Nisei Soldier Experience Exhibit at the National Museum of the U.S. Army
FORT BELVOIR, Va., Sept. 3, 2021 /PRNewswire/ -- Invited by the National Veterans Network to view the recently unveiled Nisei Soldier Experience exhibit at the National Museum of the U.S. Army at Fort Belvoir, VA, Japanese American WWII Nisei veterans Colonel (ret) Charles Moriyama, 96, of Honolulu, and Ralph Matsumoto, 100, of Paramount, Calif., traveled across the United States to visit the Museum and the historic exhibit. Although they had never met, they shared service to the United States as linguists in the U.S. Army's Military Intelligence Service during WWII.
The Nisei Soldier Experience exhibit is the National Museum of the U.S. Army's first special exhibit that showcases an unprecedented collection of Japanese American artifacts that capture the rarely told story of the Japanese American Nisei Soldier during World War II. The exhibit highlights their struggles both at home and abroad, their courageous acts on the battlefield and their long-awaited recognition culminating in the Congressional Gold Medal awarded in 2011.

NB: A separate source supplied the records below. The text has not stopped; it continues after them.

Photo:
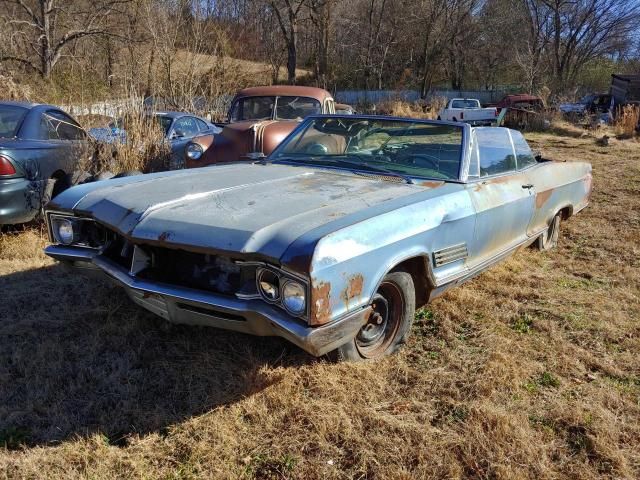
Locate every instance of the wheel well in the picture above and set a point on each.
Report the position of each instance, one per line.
(418, 268)
(58, 175)
(566, 212)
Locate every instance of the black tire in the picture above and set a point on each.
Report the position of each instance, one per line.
(394, 307)
(128, 173)
(549, 239)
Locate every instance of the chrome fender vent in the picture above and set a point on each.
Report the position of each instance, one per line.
(450, 254)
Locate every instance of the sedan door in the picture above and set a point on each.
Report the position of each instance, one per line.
(69, 146)
(502, 196)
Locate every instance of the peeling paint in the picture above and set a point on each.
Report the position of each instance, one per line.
(354, 288)
(320, 304)
(543, 197)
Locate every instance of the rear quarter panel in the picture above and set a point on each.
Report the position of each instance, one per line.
(558, 185)
(348, 264)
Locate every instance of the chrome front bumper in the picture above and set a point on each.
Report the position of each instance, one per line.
(196, 307)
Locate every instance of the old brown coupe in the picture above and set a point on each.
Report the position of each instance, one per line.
(258, 120)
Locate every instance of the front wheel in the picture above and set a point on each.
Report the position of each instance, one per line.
(392, 312)
(549, 239)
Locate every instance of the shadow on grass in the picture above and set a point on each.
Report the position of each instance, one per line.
(77, 357)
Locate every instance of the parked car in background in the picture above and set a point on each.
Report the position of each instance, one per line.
(344, 109)
(40, 148)
(258, 120)
(331, 242)
(468, 110)
(519, 110)
(179, 129)
(530, 103)
(588, 105)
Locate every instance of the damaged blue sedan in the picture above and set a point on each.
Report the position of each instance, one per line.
(332, 241)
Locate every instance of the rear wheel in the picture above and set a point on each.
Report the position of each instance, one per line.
(549, 239)
(392, 310)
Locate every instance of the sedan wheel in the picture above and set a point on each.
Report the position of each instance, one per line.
(388, 325)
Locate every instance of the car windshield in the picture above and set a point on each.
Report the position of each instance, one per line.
(162, 120)
(278, 108)
(10, 119)
(465, 104)
(165, 122)
(397, 147)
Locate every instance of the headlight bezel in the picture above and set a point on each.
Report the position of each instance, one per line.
(196, 148)
(288, 283)
(284, 279)
(87, 233)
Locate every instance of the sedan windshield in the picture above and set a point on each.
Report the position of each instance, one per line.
(10, 119)
(400, 148)
(277, 108)
(164, 122)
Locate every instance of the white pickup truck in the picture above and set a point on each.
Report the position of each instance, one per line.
(468, 110)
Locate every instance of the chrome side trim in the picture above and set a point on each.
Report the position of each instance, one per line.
(485, 264)
(450, 254)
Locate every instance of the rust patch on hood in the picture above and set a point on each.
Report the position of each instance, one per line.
(164, 236)
(431, 184)
(320, 304)
(543, 197)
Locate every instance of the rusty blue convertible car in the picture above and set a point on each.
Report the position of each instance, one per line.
(330, 242)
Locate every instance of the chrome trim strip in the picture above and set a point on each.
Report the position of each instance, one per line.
(450, 254)
(483, 265)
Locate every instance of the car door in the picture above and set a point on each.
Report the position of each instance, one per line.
(67, 143)
(182, 131)
(502, 196)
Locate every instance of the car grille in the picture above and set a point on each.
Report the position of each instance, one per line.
(201, 271)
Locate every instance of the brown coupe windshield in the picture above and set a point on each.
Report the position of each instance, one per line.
(274, 108)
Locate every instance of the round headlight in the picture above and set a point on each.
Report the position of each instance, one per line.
(293, 298)
(269, 285)
(63, 230)
(194, 151)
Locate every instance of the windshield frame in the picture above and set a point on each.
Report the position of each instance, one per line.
(20, 121)
(464, 146)
(274, 110)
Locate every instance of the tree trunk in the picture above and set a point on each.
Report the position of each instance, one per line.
(45, 39)
(292, 55)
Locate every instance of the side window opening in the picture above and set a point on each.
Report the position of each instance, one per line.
(495, 151)
(58, 126)
(474, 160)
(524, 155)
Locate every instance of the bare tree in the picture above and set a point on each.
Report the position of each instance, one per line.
(579, 31)
(45, 28)
(288, 14)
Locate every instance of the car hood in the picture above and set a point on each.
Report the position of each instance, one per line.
(572, 107)
(246, 208)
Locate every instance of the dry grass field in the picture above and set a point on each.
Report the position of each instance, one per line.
(532, 370)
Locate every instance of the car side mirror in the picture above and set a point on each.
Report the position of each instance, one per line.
(537, 154)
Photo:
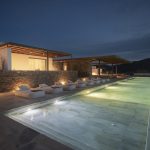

The importance of their service and the significance of the WWII veteran's visit the Museum was highlighted by multiple visits with high-level United States government officials.
General Erik K. Shinseki (Retired) introduced General Paul M. Nakasone, Commander, U.S. Cyber Command, Director, National Security Agency/Chief, Central Security Services, for keynote remarks. Gen. Nakasone discussed his father's service in WWII as a veteran who also joined the Military Intelligence Service. Col. Edwin "Bud" Nakasone was born on April 29, 1927, near Wahiawa, Oahu, one of 10 children born to Issei parents. He was 14 years old when Pearl Harbor was attacked and recalls seeing Japanese planes flying overhead on their way to Wheeler Field, a U.S. Army airfield.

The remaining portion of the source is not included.